The first Christmas without Dad has come and gone.
Christmas Eve was really hard, Newelle and Kaelin said the same when we talked on Christmas Day. It felt as though our anticipation of how hard Christmas Day would be overwhelmed everything. When Christmas Day came it was just a day, and we didn’t drown in sadness.
I reminded myself that Dad had never been at my house for Christmas and would, on a normal year, have been in NJ with Mom and Kaelin. That helped me focus on the quiet joy of our family sharing breakfast of homemade cinnamon rolls (thank you Scott) eggs et al. Then presents and later an elegantly simple dinner of roast chicken, green beans, rice and awesome gravy. We were all too tired to do more than simple and it was lovely.
And dad wasn’t there. He wouldn’t have been, so that much was normal. But… I would normally have called him to talk about what he cooked and thank him for my presents… and that’s not possible now. Yes, I said thank in my head and heart… and its not the same. It helps but it’s not the same.

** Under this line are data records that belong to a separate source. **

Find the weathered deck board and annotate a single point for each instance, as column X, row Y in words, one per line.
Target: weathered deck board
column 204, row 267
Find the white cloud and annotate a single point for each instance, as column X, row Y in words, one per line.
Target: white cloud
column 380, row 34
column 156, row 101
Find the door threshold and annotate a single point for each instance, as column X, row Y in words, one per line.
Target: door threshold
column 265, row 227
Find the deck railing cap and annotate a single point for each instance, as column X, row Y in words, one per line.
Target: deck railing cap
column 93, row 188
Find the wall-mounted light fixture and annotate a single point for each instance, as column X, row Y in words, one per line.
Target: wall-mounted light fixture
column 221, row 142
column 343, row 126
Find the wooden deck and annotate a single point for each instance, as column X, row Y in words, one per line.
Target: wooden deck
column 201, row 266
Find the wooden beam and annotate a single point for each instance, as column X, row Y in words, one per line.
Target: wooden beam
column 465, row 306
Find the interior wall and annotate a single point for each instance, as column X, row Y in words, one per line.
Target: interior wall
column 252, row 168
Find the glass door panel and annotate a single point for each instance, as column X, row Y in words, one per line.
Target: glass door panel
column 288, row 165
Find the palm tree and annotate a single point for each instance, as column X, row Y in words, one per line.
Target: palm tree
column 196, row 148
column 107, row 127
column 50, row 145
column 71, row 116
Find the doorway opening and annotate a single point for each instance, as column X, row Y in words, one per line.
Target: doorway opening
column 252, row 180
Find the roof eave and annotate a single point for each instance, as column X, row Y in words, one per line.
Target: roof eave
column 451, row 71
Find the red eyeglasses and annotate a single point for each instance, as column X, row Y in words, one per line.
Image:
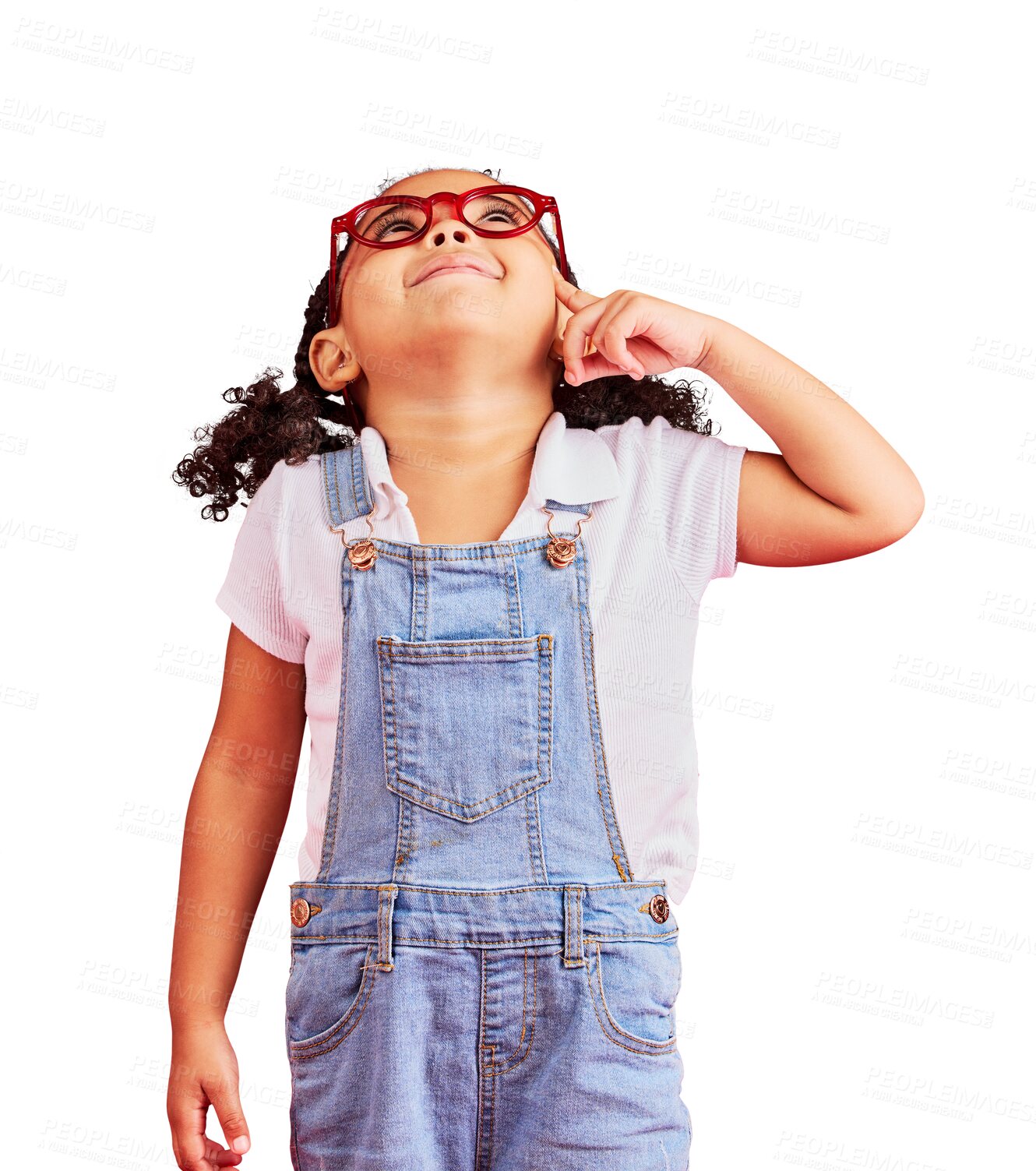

Mom, Kaelin and I did have a good FaceTime call and I got to see the infamous cat shirt dad picked out for her. Its so odd and so him and …as she said, he probably sincerely thought it was sweet and knew Kaelin loves cats, so boom – present. He was such a Capricorn and an early adopter of the Dad Joke (I’m pretty sure he helped invent them). It was good to talk to them, to have that moment of connection. They’ve been great about keeping me looped in and Mum/ Martha has been a champion of listening to me as I process *waves at everything*, and my immediate family / household and coven sisters have been amazing….
and somehow I still feel alone in a corner and sad.
It makes sense in away. I did the grown up thing. I moved out and away from home. For 29 years I’ve been 3,000 miles away. The people who were in Dad’s life when he died that don’t know me as anything other than a story or a photo. And most of the people in my life didn’t know Dad. Some of you have surprised me by telling me how much you liked him and that blows me away, but mostly… he wasn’t here and I wasn’t there. So… I feel out of sync.
A lot of days I want to crawl back into bed, pull the covers over my head, and not move till things feel less icky. I don’t because my body wont tolerate it, the cats need feeding, there’s laundry, family I love, and *waves at the other piles* stuff. There’s not much energy for any of it, but I’m here.
I did manage to buy an amaryllis for him and me / our house, without sobbing uncontrollably. Scott and I have sent my Dad and his Mom amaryllis’ for Christmas enough years running that its a Thing. This year, Dad’s amaryllis arrived the morning he died. It was heartbreaking and also felt like a blessing of sorts. Mom is tending it as it grows. And now I have one, with his picture beside it. It makes me sad and happy and ? But it’s here, and starting to bloom.
Mom said an amazing thing yesterday: “This will be the hardest it’s ever going to be” – this Christmas, the first one and we’ve done it. There are more firsts to come but we got through this one so we have that success to hold on to as we move through the next ones.